The team’s stars were floored by his dribbling.
“I’ve never seen anything like it,” Meadowlark Lemon told the St. Joseph Gazette. Fred “Curly” Neal told the paper, “He’s a natural.”
Mr. Rivers played for the Globetrotters for 16 years, eventually serving as a player-coach. He was instrumental in adding women to the team — an idea he originally opposed.

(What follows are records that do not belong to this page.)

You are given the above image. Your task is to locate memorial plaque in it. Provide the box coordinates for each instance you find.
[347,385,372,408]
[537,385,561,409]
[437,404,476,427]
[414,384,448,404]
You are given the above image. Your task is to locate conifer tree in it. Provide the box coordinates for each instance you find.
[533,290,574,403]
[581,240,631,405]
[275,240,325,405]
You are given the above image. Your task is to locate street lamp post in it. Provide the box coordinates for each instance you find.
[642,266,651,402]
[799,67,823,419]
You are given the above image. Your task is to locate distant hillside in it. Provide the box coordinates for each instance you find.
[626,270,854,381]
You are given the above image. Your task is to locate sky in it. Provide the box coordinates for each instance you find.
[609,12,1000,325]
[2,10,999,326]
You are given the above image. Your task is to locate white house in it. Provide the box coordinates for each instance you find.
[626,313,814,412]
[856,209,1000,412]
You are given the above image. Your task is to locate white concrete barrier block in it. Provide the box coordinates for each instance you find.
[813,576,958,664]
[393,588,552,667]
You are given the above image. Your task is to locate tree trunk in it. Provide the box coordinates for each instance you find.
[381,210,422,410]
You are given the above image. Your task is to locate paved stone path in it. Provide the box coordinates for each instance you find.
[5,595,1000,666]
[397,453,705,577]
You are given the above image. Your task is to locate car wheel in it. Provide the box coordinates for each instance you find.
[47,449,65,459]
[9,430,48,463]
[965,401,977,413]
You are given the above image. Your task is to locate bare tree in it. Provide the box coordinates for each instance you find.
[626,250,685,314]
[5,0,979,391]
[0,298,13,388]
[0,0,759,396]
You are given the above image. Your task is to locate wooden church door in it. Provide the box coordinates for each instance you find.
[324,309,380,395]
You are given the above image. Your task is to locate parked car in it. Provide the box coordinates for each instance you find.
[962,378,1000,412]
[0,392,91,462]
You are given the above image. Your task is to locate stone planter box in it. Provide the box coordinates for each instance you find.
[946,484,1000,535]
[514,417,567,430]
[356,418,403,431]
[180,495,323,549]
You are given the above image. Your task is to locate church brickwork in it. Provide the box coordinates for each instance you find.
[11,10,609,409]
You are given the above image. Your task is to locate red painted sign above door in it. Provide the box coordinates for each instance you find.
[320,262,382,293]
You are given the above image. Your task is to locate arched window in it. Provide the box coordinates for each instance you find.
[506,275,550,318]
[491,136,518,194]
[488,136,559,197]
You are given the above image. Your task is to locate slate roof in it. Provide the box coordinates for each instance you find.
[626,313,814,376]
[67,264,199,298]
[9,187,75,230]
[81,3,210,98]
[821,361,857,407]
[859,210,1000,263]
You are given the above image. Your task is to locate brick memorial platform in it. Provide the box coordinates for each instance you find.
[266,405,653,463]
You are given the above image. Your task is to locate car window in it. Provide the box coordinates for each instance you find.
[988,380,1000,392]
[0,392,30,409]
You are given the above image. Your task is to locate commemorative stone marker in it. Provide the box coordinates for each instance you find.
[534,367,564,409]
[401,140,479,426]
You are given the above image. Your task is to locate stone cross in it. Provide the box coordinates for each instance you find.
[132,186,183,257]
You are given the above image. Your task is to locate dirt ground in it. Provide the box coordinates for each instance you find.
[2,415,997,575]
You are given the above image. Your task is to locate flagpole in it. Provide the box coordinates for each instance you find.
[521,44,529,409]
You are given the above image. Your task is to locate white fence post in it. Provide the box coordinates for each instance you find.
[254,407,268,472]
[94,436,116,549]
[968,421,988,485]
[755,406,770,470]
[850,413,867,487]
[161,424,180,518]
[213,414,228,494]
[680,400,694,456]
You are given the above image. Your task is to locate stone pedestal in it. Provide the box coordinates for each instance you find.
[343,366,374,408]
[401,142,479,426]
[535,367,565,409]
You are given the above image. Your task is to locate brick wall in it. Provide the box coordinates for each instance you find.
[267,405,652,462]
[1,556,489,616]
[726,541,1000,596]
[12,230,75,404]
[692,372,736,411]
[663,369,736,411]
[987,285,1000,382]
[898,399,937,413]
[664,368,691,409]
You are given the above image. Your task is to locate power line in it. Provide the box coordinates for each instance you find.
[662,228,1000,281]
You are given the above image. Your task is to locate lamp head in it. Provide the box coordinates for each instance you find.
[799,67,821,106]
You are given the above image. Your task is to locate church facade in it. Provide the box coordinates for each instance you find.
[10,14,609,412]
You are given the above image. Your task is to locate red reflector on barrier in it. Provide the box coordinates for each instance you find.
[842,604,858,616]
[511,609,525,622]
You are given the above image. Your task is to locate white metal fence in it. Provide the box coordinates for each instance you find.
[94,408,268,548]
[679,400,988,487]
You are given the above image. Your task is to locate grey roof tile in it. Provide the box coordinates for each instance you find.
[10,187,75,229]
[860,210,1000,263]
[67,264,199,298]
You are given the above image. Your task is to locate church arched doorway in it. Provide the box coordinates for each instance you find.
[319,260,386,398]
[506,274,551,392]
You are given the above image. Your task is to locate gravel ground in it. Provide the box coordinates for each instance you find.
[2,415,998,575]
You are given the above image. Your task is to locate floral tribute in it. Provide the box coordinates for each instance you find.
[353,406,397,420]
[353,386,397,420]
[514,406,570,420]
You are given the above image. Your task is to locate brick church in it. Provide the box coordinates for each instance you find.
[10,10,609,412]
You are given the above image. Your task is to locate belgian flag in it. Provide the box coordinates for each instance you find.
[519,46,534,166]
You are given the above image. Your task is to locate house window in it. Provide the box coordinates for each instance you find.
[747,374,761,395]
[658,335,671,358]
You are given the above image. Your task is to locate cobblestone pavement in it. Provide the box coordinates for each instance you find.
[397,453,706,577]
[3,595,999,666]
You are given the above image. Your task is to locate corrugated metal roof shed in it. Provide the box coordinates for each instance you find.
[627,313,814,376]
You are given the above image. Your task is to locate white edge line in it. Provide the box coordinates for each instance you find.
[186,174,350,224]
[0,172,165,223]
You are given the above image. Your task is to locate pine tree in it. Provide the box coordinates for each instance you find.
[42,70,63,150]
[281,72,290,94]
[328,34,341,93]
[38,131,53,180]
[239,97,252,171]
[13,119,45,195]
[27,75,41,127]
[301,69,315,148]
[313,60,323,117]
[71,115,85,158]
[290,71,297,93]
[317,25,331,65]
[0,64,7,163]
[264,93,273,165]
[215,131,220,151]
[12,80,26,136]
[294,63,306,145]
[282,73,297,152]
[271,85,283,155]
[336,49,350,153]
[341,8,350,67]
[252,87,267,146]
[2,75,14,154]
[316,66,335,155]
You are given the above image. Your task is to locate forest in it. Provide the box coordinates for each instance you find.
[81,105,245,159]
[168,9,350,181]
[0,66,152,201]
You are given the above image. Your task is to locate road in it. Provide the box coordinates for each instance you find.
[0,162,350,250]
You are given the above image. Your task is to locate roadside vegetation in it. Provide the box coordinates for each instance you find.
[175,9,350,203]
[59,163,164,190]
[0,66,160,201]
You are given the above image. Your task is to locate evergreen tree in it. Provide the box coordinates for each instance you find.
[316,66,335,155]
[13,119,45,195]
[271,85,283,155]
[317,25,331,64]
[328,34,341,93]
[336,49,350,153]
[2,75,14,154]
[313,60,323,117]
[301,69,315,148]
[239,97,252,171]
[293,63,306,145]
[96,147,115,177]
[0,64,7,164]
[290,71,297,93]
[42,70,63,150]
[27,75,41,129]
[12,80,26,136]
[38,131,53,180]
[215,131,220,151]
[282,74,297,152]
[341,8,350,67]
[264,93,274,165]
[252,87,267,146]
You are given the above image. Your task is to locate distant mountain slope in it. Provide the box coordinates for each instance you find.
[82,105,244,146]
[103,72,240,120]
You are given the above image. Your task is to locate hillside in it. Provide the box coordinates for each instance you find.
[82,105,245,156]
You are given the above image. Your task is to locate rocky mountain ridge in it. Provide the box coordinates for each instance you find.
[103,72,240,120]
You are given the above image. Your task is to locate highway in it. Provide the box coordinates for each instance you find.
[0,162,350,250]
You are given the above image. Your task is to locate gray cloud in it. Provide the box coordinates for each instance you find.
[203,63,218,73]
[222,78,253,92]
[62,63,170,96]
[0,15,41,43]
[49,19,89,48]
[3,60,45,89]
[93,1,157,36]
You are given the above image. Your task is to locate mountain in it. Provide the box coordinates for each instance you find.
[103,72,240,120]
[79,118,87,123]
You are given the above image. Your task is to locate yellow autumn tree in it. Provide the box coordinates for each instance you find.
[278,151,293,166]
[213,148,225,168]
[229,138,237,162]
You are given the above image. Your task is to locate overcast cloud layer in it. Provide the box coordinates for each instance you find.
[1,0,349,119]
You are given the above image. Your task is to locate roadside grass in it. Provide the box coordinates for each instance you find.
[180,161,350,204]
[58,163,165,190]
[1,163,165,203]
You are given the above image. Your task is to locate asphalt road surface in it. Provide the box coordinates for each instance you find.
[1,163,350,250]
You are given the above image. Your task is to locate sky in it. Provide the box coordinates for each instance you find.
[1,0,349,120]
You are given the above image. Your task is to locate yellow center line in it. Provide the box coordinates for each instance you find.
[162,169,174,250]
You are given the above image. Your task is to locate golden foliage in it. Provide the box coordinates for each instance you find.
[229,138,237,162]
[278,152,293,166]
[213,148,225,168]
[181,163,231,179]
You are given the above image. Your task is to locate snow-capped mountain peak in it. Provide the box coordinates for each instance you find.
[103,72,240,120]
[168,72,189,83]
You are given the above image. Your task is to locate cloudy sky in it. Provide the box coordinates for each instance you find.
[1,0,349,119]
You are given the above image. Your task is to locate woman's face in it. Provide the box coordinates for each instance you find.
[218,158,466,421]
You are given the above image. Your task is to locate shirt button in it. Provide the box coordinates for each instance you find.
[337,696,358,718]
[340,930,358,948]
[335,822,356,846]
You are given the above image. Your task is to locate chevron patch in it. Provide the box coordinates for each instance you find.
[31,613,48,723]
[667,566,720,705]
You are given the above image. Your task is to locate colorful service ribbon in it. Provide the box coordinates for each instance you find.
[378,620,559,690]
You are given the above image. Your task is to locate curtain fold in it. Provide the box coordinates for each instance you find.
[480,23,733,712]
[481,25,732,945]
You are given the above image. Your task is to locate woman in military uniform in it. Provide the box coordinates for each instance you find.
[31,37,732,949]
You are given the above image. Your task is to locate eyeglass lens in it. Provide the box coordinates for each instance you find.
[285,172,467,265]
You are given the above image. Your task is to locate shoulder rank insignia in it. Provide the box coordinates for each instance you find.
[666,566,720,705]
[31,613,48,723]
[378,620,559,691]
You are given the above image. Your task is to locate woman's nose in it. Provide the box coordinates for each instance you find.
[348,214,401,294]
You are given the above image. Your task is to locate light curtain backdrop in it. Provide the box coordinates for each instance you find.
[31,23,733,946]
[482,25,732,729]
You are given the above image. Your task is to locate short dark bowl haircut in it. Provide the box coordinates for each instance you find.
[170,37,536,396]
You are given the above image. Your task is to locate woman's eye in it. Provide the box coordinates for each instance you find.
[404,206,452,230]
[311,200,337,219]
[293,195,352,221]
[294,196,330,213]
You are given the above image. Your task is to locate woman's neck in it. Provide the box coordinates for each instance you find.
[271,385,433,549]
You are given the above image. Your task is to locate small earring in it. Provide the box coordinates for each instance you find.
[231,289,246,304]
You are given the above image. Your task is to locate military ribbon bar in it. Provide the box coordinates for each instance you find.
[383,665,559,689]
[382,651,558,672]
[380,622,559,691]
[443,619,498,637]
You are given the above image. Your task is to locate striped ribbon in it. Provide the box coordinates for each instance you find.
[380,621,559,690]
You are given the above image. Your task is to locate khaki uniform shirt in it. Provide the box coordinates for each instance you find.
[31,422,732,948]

“I was crushed, absolutely crushed when I heard about the idea,” Mr. Rivers told Sports Illustrated in 1986. “We strive to be recognized as a legitimate team, yet there are those who say we’re only a bunch of clowns. This seemed like just another gimmick.”
But during tryouts, Mr. Rivers saw female players “who are going to give our guys fits,” he told the New York Times. One of the players who made the team was Lynette Woodard, who starred at the University of Kansas and later won a gold medal with the U.S. women’s basketball team in the 1984 Olympics.
Larry Darnell Rivers was born in Savannah on May 6, 1949. His nickname Gator derives from the swimming pool game of the same name. The “gator” treads water in the deep end while the other swimmers try to swim past without being tagged. Those who are tagged become “gators.”
As a poor swimmer, Mr. Rivers was “gator” 90 percent of the time, he once recalled.
He was better at basketball. He was a big fan of Marques Haynes, a star dribbler for the Globetrotters.
“When I was seven years old and saw Marques Haynes, I knew that was what I was going to do,” Mr. Rivers later told the New York Daily News. “I took my ball with me everywhere, dribbled it every place.”
At age 14, after Mr. Rivers quit high school to manage a pool hall, Beach High coach Russell Ellington convinced him to re-enroll and play on the basketball team. He also lived with the coach.
After winning all-state honors, he played college basketball in Missouri, first at the school now known as Moberly Area Community College and then at Missouri Western.
Following his retirement from the Globetrotters, Mr. Rivers returned to Missouri, where he coached high school teams. He later moved back to Savannah, volunteering at schools and starting Gatorball Academy to teach the game.
“The Lord blessed me in a special way, and with his blessing I can touch other people and make them smile, bring a little joy into their life if they’re a little sad,” he once said.
A list of survivors was not available.
At the basketball clinics he ran, Mr. Rivers would dribble a basketball and invite every child onto the court to steal the ball.
Asked once whether any child ever succeeded, he replied, “Never.”